By Rhiannon Riches
Mildura optometrist Stephen Jones was baffled when he looked at a patient’s record card and realised that he had earned less seeing a patient in 2016 than when he had seen the same patient in 2010.
‘And this will continue until 2020,’ he said.
Mr Jones keeps a record of the cost of each consultation on each patient’s record card. For those who have been coming to his practice over a period of years, the record is telling.
He established his practice in 1984 and is the principal owner in the business with three other partners. He is in the process of changing the practice name from Stephen Jones & Associates to Eyecare Sunraysia.
‘We are a regional practice and we have never fully bulk-billed since 1984 and continue to be the largest practice in the district,’ he said.

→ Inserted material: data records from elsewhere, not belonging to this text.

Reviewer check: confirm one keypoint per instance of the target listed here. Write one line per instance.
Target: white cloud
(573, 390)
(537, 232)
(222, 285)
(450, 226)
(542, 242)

‘Back when I started the practice, there weren’t any corporates in town: no Specsavers, no Luxottica, no super stores. Bulk-billing wasn’t an issue. You charged patients a fee, and bulk-billed those who couldn’t afford to pay. That was what you did.’
Throughout the intervening years and changing government policy on Medicare, Mr Jones has held fast to his belief in privately billing patients.
‘We’re highly trained and I believe we’re worth every penny for our consultations. I have strong views on optometrists undervaluing their clinical skills. We shouldn’t bulk-bill. Which other professions do? Now Specsavers and two other privately-owned practices in Mildura bulk-bill, and they advertise that fact.’
Mr Jones reflects on the financial repercussions of the Medicare rebate freeze to his practice.
‘This year is going to be okay, although we still bulk-bill about 65 per cent of our patients because they are elderly or pensioners. We have a large demographic of people aged over 60 in this region.
‘No-one blinked an eye when we introduced private fees. We’ll probably have to look at putting up our private fees because we’re not getting a fair MBS rebate,’ he said. ‘It’s all about the service and care that you give’.